Plains Releases Tar Ball Fingerprint Analysis Results
Plains All American Pipeline has received final lab results from an analysis of tar balls collected from California beaches following the May 19 accidental crude oil release from its Line 901 in Santa Barbara.
Between May 19 and June 11, more than 50 samples of tar balls and oiled beach material were collected along the shoreline from as far west as Gaviota and as far south as San Clemente Beach. In addition, samples were collected from natural seeps in the area known to be sources of shoreline oiling and from oil released from Line 901.
Scientists used analytical techniques to provide chemical “fingerprints” of the tar balls, natural seeps and Line 901 oil. Oil fingerprinting is routinely used to determine the source of shoreline oiling by industry, researchers as well as government and regulatory entities.
Various analyses and interpretations of the oil sources were conducted at the Woods Hole Oceanographic Institution, the University of California Santa Barbara and Zymax Forensics Laboratory.
The results from the analyses to date show that during the first week after the release, May 19 to May 25, beaches impacted with oil from Line 901 were limited to those from Gaviota to El Capitan.

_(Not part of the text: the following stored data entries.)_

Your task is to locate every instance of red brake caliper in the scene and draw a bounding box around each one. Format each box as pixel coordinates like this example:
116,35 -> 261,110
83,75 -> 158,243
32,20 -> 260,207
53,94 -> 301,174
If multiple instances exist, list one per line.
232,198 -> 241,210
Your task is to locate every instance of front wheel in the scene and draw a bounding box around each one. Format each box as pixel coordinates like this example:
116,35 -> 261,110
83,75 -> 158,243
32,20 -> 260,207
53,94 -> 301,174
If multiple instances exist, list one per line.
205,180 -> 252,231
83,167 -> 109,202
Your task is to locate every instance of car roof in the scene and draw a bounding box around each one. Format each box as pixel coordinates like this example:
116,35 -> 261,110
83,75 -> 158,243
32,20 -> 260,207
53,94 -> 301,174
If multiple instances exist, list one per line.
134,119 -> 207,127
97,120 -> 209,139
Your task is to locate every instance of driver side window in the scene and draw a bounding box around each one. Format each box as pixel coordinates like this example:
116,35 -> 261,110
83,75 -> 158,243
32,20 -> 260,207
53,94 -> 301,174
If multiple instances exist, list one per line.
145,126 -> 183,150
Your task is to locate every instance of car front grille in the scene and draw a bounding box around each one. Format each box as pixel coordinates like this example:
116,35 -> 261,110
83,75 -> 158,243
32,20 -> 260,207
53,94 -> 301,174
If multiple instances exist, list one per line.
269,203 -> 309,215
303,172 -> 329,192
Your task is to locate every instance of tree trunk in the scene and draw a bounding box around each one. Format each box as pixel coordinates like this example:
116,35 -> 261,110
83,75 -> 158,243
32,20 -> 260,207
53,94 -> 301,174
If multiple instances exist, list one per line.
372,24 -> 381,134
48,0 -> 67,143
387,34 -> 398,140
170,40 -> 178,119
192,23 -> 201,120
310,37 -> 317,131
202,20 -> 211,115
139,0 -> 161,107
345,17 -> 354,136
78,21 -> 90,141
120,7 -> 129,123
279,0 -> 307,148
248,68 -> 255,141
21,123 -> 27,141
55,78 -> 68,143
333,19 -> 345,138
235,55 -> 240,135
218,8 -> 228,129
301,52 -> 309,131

In the second week following the release, May 26 to May 31, a mix of Line 901 released oil and oil from other sources reached beaches in Ventura County and in Los Angeles County from Santa Monica to Redondo Beach. During this same time, analysis of tar balls collected from the beaches between Gaviota and Santa Barbara showed the oil was from sources other than Line 901.
With respect to Manhattan Beach in Los Angeles County, lab results from tar balls collected on May 27 showed that a mix of oil from the Line 901 release and natural seeps contributed to tar balls in this area.
Between June 1 and June 7, analysis of tar ball samples collected from Gaviota to Santa Barbara showed the oil came only from sources other than the oil released from Line 901. Sheen sampling was conducted offshore at seven locations between Refugio and El Capitan Beaches on June 4 and results confirmed the source of this material was entirely from natural seeps.
Analysis of tar ball samples collected from Refugio Beach and Coal Oil Point between June 8 and June 11 showed the oil came from sources other than Line 901 released oil.